Jillian: My content stems from me being curious and searching the internet to see if someone has written or commented on what I’m thinking. I hope to create a place that drives culture and where people can find accurate information in one place. My creative process comes from all the media I consume. I’m always watching YouTube videos, movies, and TV, and reading articles. I like to go back into archives and do deep dives on people or topics I admire or was confused by when I was younger. 

Adolescent: How does being in Fresno, CA affect your work?

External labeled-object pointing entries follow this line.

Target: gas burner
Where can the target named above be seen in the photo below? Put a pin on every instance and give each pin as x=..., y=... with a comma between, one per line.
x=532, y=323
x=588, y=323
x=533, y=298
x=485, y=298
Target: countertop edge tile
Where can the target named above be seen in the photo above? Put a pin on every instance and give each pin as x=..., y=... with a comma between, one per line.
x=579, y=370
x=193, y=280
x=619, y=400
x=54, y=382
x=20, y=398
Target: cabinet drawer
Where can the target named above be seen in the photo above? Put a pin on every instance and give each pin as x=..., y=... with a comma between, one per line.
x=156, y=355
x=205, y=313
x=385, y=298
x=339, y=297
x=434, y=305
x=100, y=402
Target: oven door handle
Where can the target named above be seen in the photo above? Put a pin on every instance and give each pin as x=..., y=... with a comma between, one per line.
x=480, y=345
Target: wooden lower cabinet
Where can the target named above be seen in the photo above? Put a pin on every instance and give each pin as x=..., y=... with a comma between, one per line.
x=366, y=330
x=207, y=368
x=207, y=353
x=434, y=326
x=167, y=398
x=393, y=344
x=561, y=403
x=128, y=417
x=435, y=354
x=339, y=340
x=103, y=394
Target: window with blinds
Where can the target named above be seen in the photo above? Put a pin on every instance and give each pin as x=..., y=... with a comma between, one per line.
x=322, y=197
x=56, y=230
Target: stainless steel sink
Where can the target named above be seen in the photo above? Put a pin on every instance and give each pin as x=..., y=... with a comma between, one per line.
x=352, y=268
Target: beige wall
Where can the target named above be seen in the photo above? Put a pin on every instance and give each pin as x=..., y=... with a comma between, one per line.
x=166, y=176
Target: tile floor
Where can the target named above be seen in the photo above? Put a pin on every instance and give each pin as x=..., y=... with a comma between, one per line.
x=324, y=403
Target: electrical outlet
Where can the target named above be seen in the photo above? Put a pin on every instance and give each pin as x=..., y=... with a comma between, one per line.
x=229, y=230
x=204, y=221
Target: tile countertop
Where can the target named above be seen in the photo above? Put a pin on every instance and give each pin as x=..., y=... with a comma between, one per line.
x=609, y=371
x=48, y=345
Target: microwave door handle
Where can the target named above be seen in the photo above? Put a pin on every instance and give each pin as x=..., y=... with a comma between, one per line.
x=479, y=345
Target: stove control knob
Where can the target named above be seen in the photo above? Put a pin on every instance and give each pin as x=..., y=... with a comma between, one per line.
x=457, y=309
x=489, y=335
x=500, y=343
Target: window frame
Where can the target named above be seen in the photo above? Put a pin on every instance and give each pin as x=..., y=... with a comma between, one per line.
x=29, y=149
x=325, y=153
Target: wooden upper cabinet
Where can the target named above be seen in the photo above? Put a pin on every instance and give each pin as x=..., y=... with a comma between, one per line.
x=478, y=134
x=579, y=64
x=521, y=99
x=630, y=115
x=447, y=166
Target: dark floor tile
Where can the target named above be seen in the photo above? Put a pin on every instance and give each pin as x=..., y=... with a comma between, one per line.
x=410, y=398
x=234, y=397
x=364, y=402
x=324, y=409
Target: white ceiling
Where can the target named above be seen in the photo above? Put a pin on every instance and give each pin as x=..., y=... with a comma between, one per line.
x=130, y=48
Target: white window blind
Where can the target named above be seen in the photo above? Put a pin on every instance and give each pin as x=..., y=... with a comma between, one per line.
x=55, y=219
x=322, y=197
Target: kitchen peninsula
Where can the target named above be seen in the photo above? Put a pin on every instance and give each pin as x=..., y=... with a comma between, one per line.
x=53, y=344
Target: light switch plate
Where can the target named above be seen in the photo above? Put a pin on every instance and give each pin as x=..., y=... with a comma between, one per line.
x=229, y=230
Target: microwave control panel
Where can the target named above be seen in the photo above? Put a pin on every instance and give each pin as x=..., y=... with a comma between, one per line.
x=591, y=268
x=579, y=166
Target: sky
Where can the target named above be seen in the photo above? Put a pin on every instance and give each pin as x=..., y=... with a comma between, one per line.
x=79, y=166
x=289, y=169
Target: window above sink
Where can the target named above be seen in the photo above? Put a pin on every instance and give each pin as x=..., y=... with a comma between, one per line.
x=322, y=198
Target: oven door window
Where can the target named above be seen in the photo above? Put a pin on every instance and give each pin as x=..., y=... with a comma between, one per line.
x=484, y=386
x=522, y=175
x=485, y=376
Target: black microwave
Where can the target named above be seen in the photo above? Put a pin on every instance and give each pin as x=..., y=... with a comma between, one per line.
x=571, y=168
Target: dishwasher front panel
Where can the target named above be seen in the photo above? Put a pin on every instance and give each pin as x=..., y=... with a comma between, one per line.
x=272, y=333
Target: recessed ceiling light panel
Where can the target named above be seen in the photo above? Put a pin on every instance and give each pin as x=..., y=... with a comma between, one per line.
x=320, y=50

Jillian: Being back home in rural Fresno versus D.C. was hard to adjust to in the beginning, but the slowness of the town has helped me breathe and take on projects I’ve always wanted to do and start establishing my media brand. I can't go on walks to think like I did in D.C. or go work at a coffee shop to write, but weirdly since being home a lot of opportunities have opened up for me. This time has taught me that I don't need to be in a specific location or company to do what I want to do. I’ve done a lot of networking from home and have established my own little work area. My town is often overlooked, especially during the pandemic and fires, and it gives me the motivation to continue to amplify underrepresented voices. Since being home the conflict in Armenia has happened, and it’s been nice to be around other Armenians I grew up with and reconnect. Being around my culture more has led me to make content geared toward Middle Eastern representation. I love the small businesses and how connected I am to people with stories here. 

Adolescent: What’s it been like being an Adolescent Member?

Jillian: Being part of the Adolescent community has been amazing. I love being able to feel like part of a community during these times of isolation and see all the inspiring work people my age have made recently, from launching podcasts to magazines to making short films. In Fresno, I’m not around a lot of creative people—so being able to connect with them through Adolescent has been amazing. The opportunities to work with brands are really cool, too.